On Zappa
A writer looks back at the masterful rock composer
As a youngster in the early ’70s, I often visited a neighbor’s house where I silently questioned the rationale of hanging a John Wayne photo in the living room. I could understand JFK, or even the sentimentality of velvet Elvis. But The Duke never struck a heroic chord. Even as a kid, he seemed like some sort of establishment tool.
Then, one day, I met a new kid in the neighborhood, an Air Force brat, whose dad had piloted Air Force One. Up on their mantle was an astronaut. That was a little better.
Anyway, I started poking through the record collection of this new friend’s older brother who was away at Berkeley and came across a bizarre-looking album called Weasels Ripped My Flesh by Frank Zappa & the Mothers of Invention.
“What is this?” I thought to myself, pondering the album cover, which showed a man shaving with a sharp-toothed weasel.

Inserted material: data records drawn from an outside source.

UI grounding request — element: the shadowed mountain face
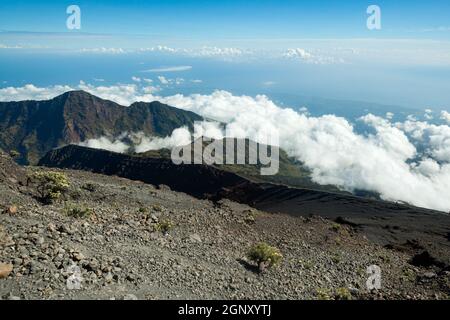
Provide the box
[39,146,450,266]
[0,91,202,164]
[0,149,26,188]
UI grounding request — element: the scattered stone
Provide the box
[189,233,202,243]
[0,263,13,279]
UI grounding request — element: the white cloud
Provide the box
[79,137,129,153]
[0,43,23,49]
[134,127,191,153]
[441,110,450,124]
[142,66,192,73]
[79,48,126,54]
[0,83,450,211]
[158,76,170,85]
[283,48,344,64]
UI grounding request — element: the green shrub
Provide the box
[155,219,173,234]
[244,210,258,224]
[31,171,70,203]
[247,242,283,272]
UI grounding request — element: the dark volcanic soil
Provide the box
[40,146,450,269]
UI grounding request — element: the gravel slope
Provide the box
[0,168,449,299]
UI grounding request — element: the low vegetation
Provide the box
[29,171,70,204]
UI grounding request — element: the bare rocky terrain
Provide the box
[0,150,450,299]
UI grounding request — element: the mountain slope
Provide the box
[39,146,450,266]
[0,91,202,164]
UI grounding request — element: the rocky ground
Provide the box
[0,162,450,299]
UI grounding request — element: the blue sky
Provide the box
[0,0,450,39]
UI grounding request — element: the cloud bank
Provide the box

Years later, I am still learning more and more about the greatness of Zappa. And I have come to the conclusion that not only was Zappa a cowboy in the truest sense, but that maybe he also should have been up on more living-room walls.
But, considering that one of the iconic posters of him at the time was a shot of him glumly taking a dump, the idea probably would not have flown.
In the mid-’60s, shortly after receiving a record-company rejection letter stating that his music had “absolutely no commercial potential,” young Zappa set out over the next 30 years to prove the executive correct. And that he did with more than 60 original albums that startled with collective improvisations, ribald humor and full audience participation.
Zappa was an extraordinary composer, guitarist and showman. His groups freed the talents of many musicians, including Terry Bozzio, Vinnie Colaiuta and Chick Corea. His narratives brought to life such infamous characters as Bobby Brown, Punky Meadows and the Central Scrutinizer. He wrote songs that examined America’s strange relationship with sex and sexual frankness, with titles such as “I Promise Not to Come in Your Mouth” and “Dinah Moe Hum.”
He was also a defender of the First Amendment and a critic of what he saw as the fascist theology emerging within the Reagan administration.
He famously took on Susan Baker, Tipper Gore and the Parents’ Music Resource Center during the mid-’80s. While testifying at a Senate Committee hearing, Zappa famously called them a “group of bored Washington housewives” who were “treating dandruff by decapitation.”
He was hailed as an inspiration for the anti-communist revolution in the Eastern Bloc. He was so endeared by Czech President Vaclav Havel, that he was offered the job of special ambassador to the West.
Ultimately, this idea was shot down by Secretary of State James Baker, another tool who fancied himself a cowboy. Baker had taken great offense to the way Zappa had ridiculed his wife during the now famous PMRC hearings. Having previously released an album called Frank Zappa Meets the Mothers of Prevention, that documented the PMRC saga, Zappa resented Baker’s interference, but continued composing brilliantly until his death from prostate cancer in 1993.
Zappa is remembered in many profound ways around the world. There are statues of him in faraway places as diverse as Lithuania and Baltimore. He is also remembered for his music, most notably in the group called Zappa Plays Zappa, headed by his son Dweezil, which plays again in Sacramento this Saturday night.
Featuring a group of accomplished young musicians, including members of Captain Beefheart, Zappa Plays Zappa celebrates the man’s legacy with amazing renditions of his classics in an ever-revolving set list. The group has been touring regularly since 2006, and it has not been uncommon for former Zappa players to drop in and jam.
So, if you or your neighbor still has John Wayne hanging in the living room, I offer a final anecdote: Zappa and Wayne once met at Los Angeles’ Whisky a Go Go. Zappa recounted in a Playboy interview in 1993: “He came to one show very drunk. He saw me and picked me up and said, ‘I saw you in Egypt and you were great … and then you blew me!’ Onstage I said, ‘Ladies and gentlemen, it’s Halloween and we were going to have some important guests here tonight—like George Lincoln Rockwell, head of the American Nazi Party—but unfortunately all we could get was John Wayne.’ He got up and made some drunken speech, and his bodyguards told me I’d better cool it.”